Contrast the above with the angles for home runs hit last year.
As mentioned earlier, a solid majority of home runs are pulled. That is fairly common knowledge in baseball circles, though I still think it's worthwhile to put numbers and pictures to it.
Those are just frequency histograms however and I think what really brings out the stark difference among fly ball behavior is by dividing the two into a rate, the familiar home run per fly ball (HR/FB) rate. You might know that it averages around 11% and that pitchers greatly beating that or getting beat up by it (after park adjustments) are typically pointed out as targets for regression. What I found interesting though is just how skewed the HR/FB rate gets when you break it down.

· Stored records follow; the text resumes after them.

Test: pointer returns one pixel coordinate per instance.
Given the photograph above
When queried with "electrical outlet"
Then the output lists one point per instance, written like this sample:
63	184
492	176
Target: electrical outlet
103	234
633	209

Look at the difference in rates between the definitively pulled fly balls and everything else! In a large swath of territory stretching from the pulled foul pole to about halfway toward center field, about half of fly balls are home runs. And then it drops to almost nothing remarkably quick.
I'm intrigued by this. Home runs incur massive costs to pitchers and yet neither raw home run totals nor any home run rate stabilizes enough over a season to be worth putting much stock in as far as a performance/talent indicator. On their own, those two points aren't too terrible, but combined, it means that the weightiest factor in many pitching metrics is essentially unreliable. It's the reason for my preference of xFIP over FIP; xFIP replaces the HR term in FIP with an expected home run total based on a pitcher's ground ball rate.
Ultimately, I think we can do better than that. We obviously could with hit F/X data including ball speed off the bat and launch angles instead of just directional angles, but we don't have hit F/X data and I'm doubting we will. I don't think that means all is lost however. There's a chance that we can still use already existing data, examined in a more granular way, to better our approximations.